The new data contradicts claims made by the BKA in December 2016 — just four months before the current report — that migrant criminality was actually decreasing.

During a press conference in Berlin on April 24, Interior Minister Thomas de Maizière admitted:

“The proportion of foreign suspects, and migrants in particular, is higher than the average for the general population. This cannot be sugarcoated. There is an overall rise in disrespect, violence and hate.
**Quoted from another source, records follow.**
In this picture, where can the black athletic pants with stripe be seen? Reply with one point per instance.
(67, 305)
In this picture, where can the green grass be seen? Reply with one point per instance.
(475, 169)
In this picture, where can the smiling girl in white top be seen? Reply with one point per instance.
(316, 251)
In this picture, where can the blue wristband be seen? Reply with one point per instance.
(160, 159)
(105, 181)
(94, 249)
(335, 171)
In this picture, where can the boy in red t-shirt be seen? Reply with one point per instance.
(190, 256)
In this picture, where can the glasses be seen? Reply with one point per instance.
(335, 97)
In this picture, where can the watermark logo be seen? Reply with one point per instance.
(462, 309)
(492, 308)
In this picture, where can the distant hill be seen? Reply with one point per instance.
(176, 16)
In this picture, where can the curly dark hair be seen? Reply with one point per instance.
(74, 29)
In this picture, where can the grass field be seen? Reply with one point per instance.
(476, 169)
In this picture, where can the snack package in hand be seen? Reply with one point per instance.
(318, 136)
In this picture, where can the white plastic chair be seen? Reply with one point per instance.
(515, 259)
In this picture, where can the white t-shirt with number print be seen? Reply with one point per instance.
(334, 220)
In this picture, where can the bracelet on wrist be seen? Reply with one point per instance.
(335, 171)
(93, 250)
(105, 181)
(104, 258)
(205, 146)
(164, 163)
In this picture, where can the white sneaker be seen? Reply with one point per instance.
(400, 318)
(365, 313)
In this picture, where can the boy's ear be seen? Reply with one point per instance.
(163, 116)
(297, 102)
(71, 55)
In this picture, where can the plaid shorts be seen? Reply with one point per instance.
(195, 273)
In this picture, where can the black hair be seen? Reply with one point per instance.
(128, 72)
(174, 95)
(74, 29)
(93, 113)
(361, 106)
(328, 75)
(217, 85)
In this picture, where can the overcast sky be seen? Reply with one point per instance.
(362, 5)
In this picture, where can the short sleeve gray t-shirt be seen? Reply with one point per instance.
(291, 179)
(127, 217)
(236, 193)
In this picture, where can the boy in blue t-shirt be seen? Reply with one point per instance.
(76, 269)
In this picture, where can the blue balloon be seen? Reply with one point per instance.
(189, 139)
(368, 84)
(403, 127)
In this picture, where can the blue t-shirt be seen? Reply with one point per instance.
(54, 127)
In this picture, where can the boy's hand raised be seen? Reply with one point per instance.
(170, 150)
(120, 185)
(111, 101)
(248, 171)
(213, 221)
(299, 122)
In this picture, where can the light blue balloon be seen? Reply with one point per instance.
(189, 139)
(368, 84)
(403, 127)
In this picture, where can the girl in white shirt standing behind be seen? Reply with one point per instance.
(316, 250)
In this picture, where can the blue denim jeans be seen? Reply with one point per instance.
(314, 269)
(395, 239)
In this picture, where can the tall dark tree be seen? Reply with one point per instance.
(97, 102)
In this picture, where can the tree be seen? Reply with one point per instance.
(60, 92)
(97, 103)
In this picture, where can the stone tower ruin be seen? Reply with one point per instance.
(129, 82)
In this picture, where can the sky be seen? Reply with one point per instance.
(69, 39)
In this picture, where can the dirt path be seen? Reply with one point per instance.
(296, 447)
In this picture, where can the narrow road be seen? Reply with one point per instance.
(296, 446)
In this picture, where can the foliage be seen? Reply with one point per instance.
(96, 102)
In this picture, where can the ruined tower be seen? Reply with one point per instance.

Those who commit serious offenses here forfeit their right to stay here.”

Separately, officials in Bavaria revealed that the number of crimes committed by asylum seekers and refugees there increased by 58% in 2016. They accounted for 9.6% of all crimes committed in the state, up from 3.2% in 2015 and 1.8% in 2012. Syrians were the primary offenders, followed by Afghans, Iraqis and Nigerians.

“The increase in crime in Bavaria in 2016 is mainly due to foreign suspects, especially immigrants,” said Bavarian Interior Minister Joachim Herrmann.

At the same time, officials in Baden-Württemberg noted a 95.5% increase in the number of physical assaults involving at least one migrant in 2016.

Meanwhile, the Berlin Senate launched an inquiry into why migrants disproportionally appear as criminals in the city-state compared to Germans. In 2016, 40% of all crime suspects in the German capital were non-Germans.

None of this seems to be having an impact on the German elections set for September 24, 2017. Polls show that if the election for German chancellor were held today, Angela Merkel, who is largely responsible for the migration crisis, would be re-elected with 37% of the vote. Martin Schulz, the Social Democrat candidate who has pledged to increase migration to Germany even further, would win 29% of the vote and the anti-immigration Alternative for Germany would win 8%. For now, German voters appear to believe that the alternatives to Merkel are all worse.